Title : Sodium danshensu from radix and rhizoma salvia miltiorrhiza exerts neuroprotection against ischemia and reperfusion injury through the inhibition of ferroptosis mediated by the Nrf2/SLC7A11/GPX4 axis
Abstract:
Background: Ferroptosis, as iron-dependent, exerts a vital role in the pathogenesis and progression of ischemic stroke. Nuclear factor-E2-related factor 2 (Nrf2) can positively regulate the transcription of Recombinant Solute Carrier Family 7, member 11(SLC7A11) and glutathione peroxidase (GPX4) genes that combat lipid peroxidation in ferroptosis. Our preliminary studies demonstrated that Sodium Danshensu (SDSS) protect against cerebral ischemia and reperfusion injury (CIRI). However, further verification is required to determine whether the potential therapeutic mechanism of SDSS is associated with ferroptosis following ischemic stroke and if SDSS regulates the ferroptosis signaling pathway through nuclear transcription factor-Nrf2.
Purpose: This study aimed to clarify further that the mechanism of SDSS against CIRI is related to Nrf2-mediated ferroptosis.

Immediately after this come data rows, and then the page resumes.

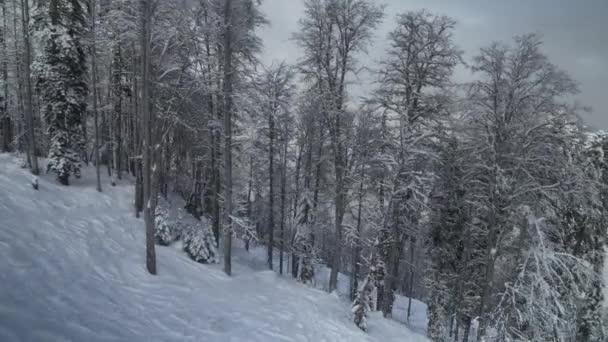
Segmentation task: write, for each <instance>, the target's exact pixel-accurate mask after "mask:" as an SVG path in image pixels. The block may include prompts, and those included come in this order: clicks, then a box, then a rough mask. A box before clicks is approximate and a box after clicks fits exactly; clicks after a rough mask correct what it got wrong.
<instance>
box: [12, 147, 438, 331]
mask: <svg viewBox="0 0 608 342" xmlns="http://www.w3.org/2000/svg"><path fill="white" fill-rule="evenodd" d="M42 169H43V170H44V168H42ZM94 180H95V175H94V170H93V169H92V168H85V169H84V170H83V178H82V179H80V180H76V179H71V181H72V185H70V186H69V187H64V186H61V185H59V184H57V183H56V182H55V181H54V179H53V177H52V175H43V176H41V177H40V179H39V183H40V190H39V191H36V190H34V189H33V188H32V185H31V175H30V174H29V173H28V172H27V170H24V169H21V168H19V165H18V162H17V159H16V158H15V157H13V156H11V155H8V154H0V260H1V261H0V341H3V342H4V341H6V342H11V341H264V342H267V341H315V342H316V341H410V342H416V341H428V339H426V338H425V337H424V336H423V335H421V334H420V333H414V332H412V331H410V330H409V329H408V328H407V327H406V326H404V325H403V324H400V323H398V322H395V321H392V320H386V319H383V318H381V316H380V315H379V314H378V313H374V314H372V317H370V318H369V333H364V332H362V331H360V330H359V329H358V328H357V327H355V325H354V324H353V323H352V320H351V317H350V308H349V304H348V303H347V302H345V301H343V300H341V299H340V298H339V297H338V296H336V295H330V294H327V293H326V292H324V291H322V290H319V289H314V288H310V287H306V286H304V285H302V284H299V283H297V282H294V281H293V280H291V279H289V277H288V276H286V277H281V276H278V275H277V274H276V273H274V272H272V271H265V270H262V267H256V265H258V264H257V263H255V262H252V261H246V260H244V258H246V253H245V252H244V251H236V254H237V257H236V258H235V262H234V264H233V273H234V274H233V276H232V277H228V276H226V275H225V274H224V273H223V272H222V271H221V266H220V265H202V264H198V263H195V262H193V261H192V260H190V259H189V258H188V256H187V255H186V254H185V253H184V252H183V251H181V250H180V249H179V246H171V247H159V246H157V250H156V251H157V260H158V275H157V276H152V275H150V274H148V273H147V271H146V269H145V266H144V263H145V262H144V256H145V249H144V247H145V246H144V245H145V235H144V227H143V221H142V220H140V219H136V218H135V217H134V215H133V210H132V207H133V206H132V198H133V194H132V191H133V186H132V182H130V181H125V180H123V181H118V183H117V186H116V187H112V186H110V184H109V183H110V180H109V178H107V177H104V178H103V187H104V188H103V190H104V192H103V193H98V192H97V191H96V190H95V185H94Z"/></svg>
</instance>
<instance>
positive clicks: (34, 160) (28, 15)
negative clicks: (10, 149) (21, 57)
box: [21, 0, 40, 175]
mask: <svg viewBox="0 0 608 342" xmlns="http://www.w3.org/2000/svg"><path fill="white" fill-rule="evenodd" d="M21 20H22V25H21V26H22V28H23V45H24V47H25V60H24V61H23V66H24V72H25V75H24V77H25V119H26V122H27V140H28V143H27V148H28V150H29V151H30V152H29V154H30V163H31V164H30V168H31V171H32V173H33V174H34V175H37V174H38V173H39V172H40V170H39V169H38V157H37V156H36V136H35V134H36V133H35V132H36V131H35V127H34V125H35V121H34V113H33V108H32V107H33V105H32V77H31V74H32V72H31V63H32V44H31V42H30V29H29V27H30V8H29V1H28V0H21Z"/></svg>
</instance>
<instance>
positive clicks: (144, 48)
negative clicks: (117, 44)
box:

Methods: Mice with transient middle cerebral artery occlusion (tMCAO) and HT22 cells with oxygen-glucose deprivation/reoxygenation (OGD/R) were induced to evaluate the biochemical features (ROS, GSH, MD and Fe2+ levels) of ferroptosis, the ferroptosis-related proteins (GPX4, SLC7A11 and Nrf2) expression and their mRNA levels after SDSS treatment. The binding of SDSS to Nrf2 was also detected by molecular docking and surface plasmon resonance (SPR) assay. Moreover, the neuroprotective effects of SDSS were investigated in Nrf2-deficient mice to elucidate the activation mechanism of the Nrf2/SLC7A11/GPX4 signaling pathway by SDSS.
Results: SDSS played a neuroprotective affection in mice and HT22 cells by restraining oxidative damage and ferroptosis and increasing the expression of SLC7A11 and GPX4 and nuclear Nrf2 transcription. SDSS activated Nrf2 directly to regulate the SLC7A11/GPX4 signaling pathway, which was further demonstrated in Nrf2-deficient mice.
Conclusion: The administration of SDSS can potentially mitigate brain damage caused by ischemia and reperfusion injury through the inhibition of ferroptosis, which is mediated by the Nrf2/SLC7A11/GPX4 axis. Therefore, SDSS shows promise as an effective Nrf2 activator for treating ischemic stroke.